Well, if you voted for it, chances are you were probably pretty disgusted with the state legislature's "interpretation" of the new law: instead of using the money to buy critical environmental lands, it instead funded agencies and programs and personnel that already had a steady funding source, thereby freeing up more taxpayer dollars to give away to friends or whatever.


Now, the Florida Wildlife Federation and a couple of other environmental groups are doing what everyone else is doing when elected officials ignore the will of the voters (probably laughing into their cognac while doing so). They're going through the courts in order to compel the legislature to give back the Amendment 1 dollars it raided, to use as voters intended.

“The voters who approved the Water and Land Conservation Amendment 1 last November are clear — by a 75 percent majority — that they want this tax money to buy conservation land,” Florida Wildlife Federation president Manley Fuller said in a written statement. “In our court filing today, we point out that the Legislature took the land conservation money and earmarked it for a variety of things it isn’t supposed to pay for, including worker’s comp claims and executive salaries.”

The injunction, filed in a Leon County court, is part of ongoing litigation over the lawmakers', erm, creative interpretation of Amendment 1, and asks the state use surplus money to replenish the state's Land Acquisition Trust Fund.
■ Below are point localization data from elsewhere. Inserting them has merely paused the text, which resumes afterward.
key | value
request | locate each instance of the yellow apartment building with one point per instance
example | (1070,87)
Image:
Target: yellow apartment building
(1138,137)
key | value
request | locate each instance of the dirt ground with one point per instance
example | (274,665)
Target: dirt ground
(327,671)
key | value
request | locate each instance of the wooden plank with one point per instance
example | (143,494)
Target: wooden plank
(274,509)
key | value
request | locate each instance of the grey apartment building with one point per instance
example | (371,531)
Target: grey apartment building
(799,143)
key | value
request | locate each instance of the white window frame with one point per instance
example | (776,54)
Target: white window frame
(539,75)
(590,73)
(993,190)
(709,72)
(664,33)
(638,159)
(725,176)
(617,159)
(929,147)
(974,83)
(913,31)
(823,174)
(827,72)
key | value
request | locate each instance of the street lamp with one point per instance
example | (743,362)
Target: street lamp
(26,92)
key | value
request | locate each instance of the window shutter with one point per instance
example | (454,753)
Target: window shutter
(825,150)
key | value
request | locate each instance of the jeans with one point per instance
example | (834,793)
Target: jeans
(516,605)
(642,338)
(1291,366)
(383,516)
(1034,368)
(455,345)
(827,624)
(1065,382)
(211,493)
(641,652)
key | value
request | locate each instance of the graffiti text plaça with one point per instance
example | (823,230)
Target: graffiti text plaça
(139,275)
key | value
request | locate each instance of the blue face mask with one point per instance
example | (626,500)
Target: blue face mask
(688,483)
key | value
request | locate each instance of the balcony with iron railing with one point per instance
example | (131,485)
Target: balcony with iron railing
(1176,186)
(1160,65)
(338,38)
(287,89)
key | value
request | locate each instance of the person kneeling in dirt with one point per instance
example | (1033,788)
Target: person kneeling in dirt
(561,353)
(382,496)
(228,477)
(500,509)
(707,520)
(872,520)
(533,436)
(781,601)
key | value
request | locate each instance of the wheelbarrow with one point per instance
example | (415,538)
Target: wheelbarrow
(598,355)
See, instead of using the money to, say, help fund beach nourishment projects, buy up lands containing crucial aquifer recharge sites or, hell, create a statewide network of cycling trails that would probably boost tourism, according to an FWF media release, they slated the money for things like:

- Risk management insurance for various departments, including Environmental Protection, Agriculture and Fish and Wildlife, covering liability for — get this — Civil Rights Act violation damages, as well as those pertaining to "negligent injuries to people and for property damage, and worker’s compensation claims." ($1,222,158)

- "Executive leadership and administrative services" for Florida Fish and Wildlife Conservation Commission's "wildlife programs." ($623,043)

- "Implementation of agricultural best management practices on non-conservation, privately owned lands." ($21,697,449, $5 million of which Gov. Rick Scott vetoed)

- Compensation for employees of DEP, Fish & Wildlife, Ag and the Department of State. ($174,078,574)

- Paying agricultural polluters "to keep their pollution on their own land" rather than, you know, dispose of it in more questionable ways. ($5,000,000)

The list is much longer, but you get the picture.

The group stresses that it does not want to yank funding from anything that was provided for using those dollars, but instead wants to apply surplus dollars to land acquisition and preservation, which was supposed to raise some $740 million in its first year.

“We understand that many of these programs are important state programs, but they should not be funded by the conservation amendment funds,” Fuller said. “They should be funded by other state revenue sources... We are hoping the court will correct the Legislature’s mistake, and return money to the conservation land-buying fund, because that is what the voters directed."